Oui et je trouve cela insupportable ! On péche clairement par arrogance en pensant que la France peut définir le modèle européen à elle toute seule. On ne peut prétendre prendre la tête des nations européennes sans être capable de faire le ménage chez soi. Ce penchant français insupporte nos voisins européens.

J'ai des années d'expérience diplomatique et d'expérience franco-allemande. J’avais l’habitude de me rendre à Berlin quasiment une fois par mois. Un parlementaire français a dit un jour devant le groupe Christlich Demokratische Union Deutschlands (CDU) : « Vous êtes bien sympathiques mais votre austérité nous gêne, ce que fait la France est bien mieux, cela permettra de relancer la croissance etc. » Il a été alors interrompu par un député du CDU qui lui a demandé de lui rappeler le montant de l’excédent commercial allemand et celui du déficit commercial français… A un moment donné, au lieu de faire des leçons, il vaudrait mieux comparer nos chiffres à ceux des autres...

La récente polémique entre François Hollande et David Cameron participe selon vous de cette même arrogance française ?

Bien sûr. Je connais bien David Cameron et le gouvernement britannique : ils se frottent les mains, ils peuvent enfin nous faire la leçon !

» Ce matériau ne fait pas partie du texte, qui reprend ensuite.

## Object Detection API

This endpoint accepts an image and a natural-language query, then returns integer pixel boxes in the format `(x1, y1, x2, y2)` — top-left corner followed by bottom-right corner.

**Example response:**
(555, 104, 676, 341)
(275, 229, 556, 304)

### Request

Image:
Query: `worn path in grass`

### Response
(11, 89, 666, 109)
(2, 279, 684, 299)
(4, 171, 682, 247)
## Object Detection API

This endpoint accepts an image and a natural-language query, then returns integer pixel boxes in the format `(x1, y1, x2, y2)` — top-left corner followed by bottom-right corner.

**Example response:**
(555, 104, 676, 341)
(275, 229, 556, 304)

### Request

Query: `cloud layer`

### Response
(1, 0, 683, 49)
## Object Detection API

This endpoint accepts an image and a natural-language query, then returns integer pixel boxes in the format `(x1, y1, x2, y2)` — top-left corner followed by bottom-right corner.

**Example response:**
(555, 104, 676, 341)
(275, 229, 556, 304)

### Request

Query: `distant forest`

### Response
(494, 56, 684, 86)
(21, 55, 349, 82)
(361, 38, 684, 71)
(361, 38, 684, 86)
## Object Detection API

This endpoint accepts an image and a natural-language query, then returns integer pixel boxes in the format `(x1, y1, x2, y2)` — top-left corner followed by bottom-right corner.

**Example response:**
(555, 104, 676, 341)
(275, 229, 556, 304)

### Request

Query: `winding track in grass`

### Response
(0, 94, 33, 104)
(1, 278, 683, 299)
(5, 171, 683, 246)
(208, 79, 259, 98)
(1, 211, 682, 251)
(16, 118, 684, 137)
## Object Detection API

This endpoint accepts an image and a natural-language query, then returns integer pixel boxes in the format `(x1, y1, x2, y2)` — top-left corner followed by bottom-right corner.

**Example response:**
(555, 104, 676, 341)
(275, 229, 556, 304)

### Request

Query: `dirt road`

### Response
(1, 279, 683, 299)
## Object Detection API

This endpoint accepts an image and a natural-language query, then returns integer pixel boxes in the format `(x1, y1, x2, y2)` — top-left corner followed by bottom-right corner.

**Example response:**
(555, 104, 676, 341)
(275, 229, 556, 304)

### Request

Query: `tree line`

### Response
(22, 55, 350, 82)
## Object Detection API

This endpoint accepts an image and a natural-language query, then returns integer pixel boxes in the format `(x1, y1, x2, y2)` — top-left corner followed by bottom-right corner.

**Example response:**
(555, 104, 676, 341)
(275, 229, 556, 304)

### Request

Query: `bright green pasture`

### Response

Avec le léger recul dont vous pouvez disposer aujourd'hui, quel regard portez-vous sur l’action du président Sarkozy en matière de relations européennes ? Vous qui avez été aux affaires, avez-vous des regrets ?

Le positif tient à la capacité de Nicolas Sarkozy à trouver des compromis avec Angela Merkel pour sauver l’euro et aller vers une gouvernance économique européenne. Ce n’était pas facile car derrière la chancelière il y a de redoutables négociateurs comme Jens Weidmann le président de la Bundesbank et d'autres conseillers que je connais très bien et qui ne sont pas faciles quand on négocie avec eux.

Je regrette toutefois qu’on n’ait pas réussi à être la famille politique qui porte une vraie ambition des États-Unis d’Europe. C'est une idée que je porte désormais - je ne pouvais malheureusement pas le faire lorsque j'étais ministre, car ce n'était pas de ma responsabilité - et qui forge un réel espoir politique, autre que le seul règlement conjoncturel de la crise. Sans espoir politique, nous ne sortirons pas de la crise.

Un dernier mot sur un sujet radicalement différent : l'élection de Christian Jacob à la tête du groupe UMP à l’Assemblée nationale. On a l'impression que la campagne n'a duré qu'une fraction de seconde et qu'il est déjà élu...

Je suis très content pour Christian qui est un ami. Il ne faut pas en tirer des conséquences politiques excessives comme le font certains sur la future présidence de l’UMP. Cela correspond surtout à une confiance personnelle à l’égard de Christian Jacob.